Pourquoi es-tu venues t'installer à Saint-Paterne?
Je suis revenue m’installer ici (dans l'ancienne maison de famille) alors que j'y vivais quand j'étais petite.
Quand je suis arrivée enfant à Saint-Paterne, beaucoup de maisons étaient à vendre, il n'y avait presque plus de commerces. Il n'y avait plus d'Amap. il y a eu un gros passage à vide. il n'y avait plus autant de marchés.
Il était hors de question que je vive et que je travaille en ville pour des raisons très personnelles. Je ne supporte pas le monde, le bruit, les voitures... J'ai fait mes études en ville et au bout d'un moment j'ai été très malheureuse. L'évidence était que je revienne absolument en campagne pour ouvrir la porte, entendre les oiseaux, le chant des grenouilles.
C'est une fois installée que j'ai découvert que le village avait bien changé.
Les propriétés de la laine
Isolante
La plus connue et qui n'est pas encore assez valorisée c'est l'isolation. Quand je fais du fil, j'ai la possibilité de le rendre plus ou moins chaud. Soit, j'expulse l'air de mon fil en pinçant soit, je fais en sorte au contraire de lâcher pour que ça emprisonne d'un coup beaucoup d'air. Ce qui fait l'isolation c'est l'air emprisonné et qui forme une couche protectrice. Quand je fais du fil à destination de produits chauds, je le fais très gonflant.
Respirante
La laine est très respirante, on n'a pas de sensation de suer comme avec un pull acrylique et on peut aussi la porter en été.
Auto-nettoyante
Stable
Elle se détend très peu, à la différence de l'acrylique. Je procède à une étape qui est le "blocage".
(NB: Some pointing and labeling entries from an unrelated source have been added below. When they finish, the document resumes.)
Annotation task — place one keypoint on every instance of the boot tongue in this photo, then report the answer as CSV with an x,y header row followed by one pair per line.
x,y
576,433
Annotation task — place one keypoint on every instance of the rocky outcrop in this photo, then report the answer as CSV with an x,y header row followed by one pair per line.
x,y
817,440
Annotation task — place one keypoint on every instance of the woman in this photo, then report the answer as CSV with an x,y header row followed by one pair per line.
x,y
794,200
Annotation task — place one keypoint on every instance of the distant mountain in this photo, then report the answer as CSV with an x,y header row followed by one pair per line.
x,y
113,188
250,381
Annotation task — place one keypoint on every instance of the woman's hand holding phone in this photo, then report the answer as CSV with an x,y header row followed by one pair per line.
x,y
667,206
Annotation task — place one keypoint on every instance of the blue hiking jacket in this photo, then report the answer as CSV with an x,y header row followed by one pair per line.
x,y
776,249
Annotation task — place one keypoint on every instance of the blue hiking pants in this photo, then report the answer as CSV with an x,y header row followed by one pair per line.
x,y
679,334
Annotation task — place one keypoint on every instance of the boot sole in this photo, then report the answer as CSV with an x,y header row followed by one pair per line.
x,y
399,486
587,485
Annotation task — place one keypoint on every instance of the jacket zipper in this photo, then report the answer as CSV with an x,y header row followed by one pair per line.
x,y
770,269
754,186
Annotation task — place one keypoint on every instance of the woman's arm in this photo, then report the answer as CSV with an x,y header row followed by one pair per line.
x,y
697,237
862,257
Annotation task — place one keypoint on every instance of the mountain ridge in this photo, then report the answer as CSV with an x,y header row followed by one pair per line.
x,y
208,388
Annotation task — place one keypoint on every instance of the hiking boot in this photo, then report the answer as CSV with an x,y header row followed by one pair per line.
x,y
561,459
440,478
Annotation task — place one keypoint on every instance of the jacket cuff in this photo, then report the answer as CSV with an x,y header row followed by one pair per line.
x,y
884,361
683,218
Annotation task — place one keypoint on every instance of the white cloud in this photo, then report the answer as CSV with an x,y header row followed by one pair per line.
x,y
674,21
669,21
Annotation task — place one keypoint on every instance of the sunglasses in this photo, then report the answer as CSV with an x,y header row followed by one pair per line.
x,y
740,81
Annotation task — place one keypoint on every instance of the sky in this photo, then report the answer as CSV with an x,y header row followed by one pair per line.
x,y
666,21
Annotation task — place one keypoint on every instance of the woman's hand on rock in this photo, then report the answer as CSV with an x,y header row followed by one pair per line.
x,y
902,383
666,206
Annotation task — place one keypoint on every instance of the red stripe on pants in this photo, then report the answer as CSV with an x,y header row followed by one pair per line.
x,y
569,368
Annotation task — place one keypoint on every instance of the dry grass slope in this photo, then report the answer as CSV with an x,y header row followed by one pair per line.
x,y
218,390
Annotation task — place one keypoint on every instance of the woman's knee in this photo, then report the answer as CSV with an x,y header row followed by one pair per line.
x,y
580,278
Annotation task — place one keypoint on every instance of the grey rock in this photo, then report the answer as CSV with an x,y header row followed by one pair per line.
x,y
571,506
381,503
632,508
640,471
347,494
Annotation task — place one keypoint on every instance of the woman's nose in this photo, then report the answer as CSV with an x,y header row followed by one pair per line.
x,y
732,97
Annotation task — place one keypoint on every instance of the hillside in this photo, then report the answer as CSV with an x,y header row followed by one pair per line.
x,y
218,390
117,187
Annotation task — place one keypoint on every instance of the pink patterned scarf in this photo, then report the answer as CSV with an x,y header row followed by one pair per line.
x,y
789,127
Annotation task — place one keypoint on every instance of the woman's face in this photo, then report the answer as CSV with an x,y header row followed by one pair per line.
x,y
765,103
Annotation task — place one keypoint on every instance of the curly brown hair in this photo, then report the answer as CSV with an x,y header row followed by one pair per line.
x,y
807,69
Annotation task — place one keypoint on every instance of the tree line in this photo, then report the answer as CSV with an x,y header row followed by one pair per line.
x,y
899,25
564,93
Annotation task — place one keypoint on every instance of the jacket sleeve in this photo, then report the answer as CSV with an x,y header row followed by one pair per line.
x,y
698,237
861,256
Une fois que j'ai fait mon fil à l'écheveau, je le lave avec de l'eau tiède et du savon neutre. Je le mets à sécher et il va se détendre tout seul. Grâce à cette étape, mon fil ne se détend plus après, ce qui n'est pas forcément fait avec le filage industriel.
Absorbante
Elle emprisonne l'humidité à hauteur de 30% de son poids sans être mouillée. L'hiver, on n'a pas la sensation d'humidité.
Paillage
Je l'utilise aussi pour le paillage du jardin, sauf pour les semis. Elle est opaque et elle lutte contre les limaces. Elle protège le sol de la chaleur et à l'inverse quand il fait froid, elle l'isole.
J'ai un partenariat en cours avec l'entreprise Brosseur qui fait du recyclage de poil de chien.
Le but est de récupérer les poils chez les toiletteurs, qui sont aujourd'hui des déchets et de les transformer en matière première. On peut faire du feutre et du fil.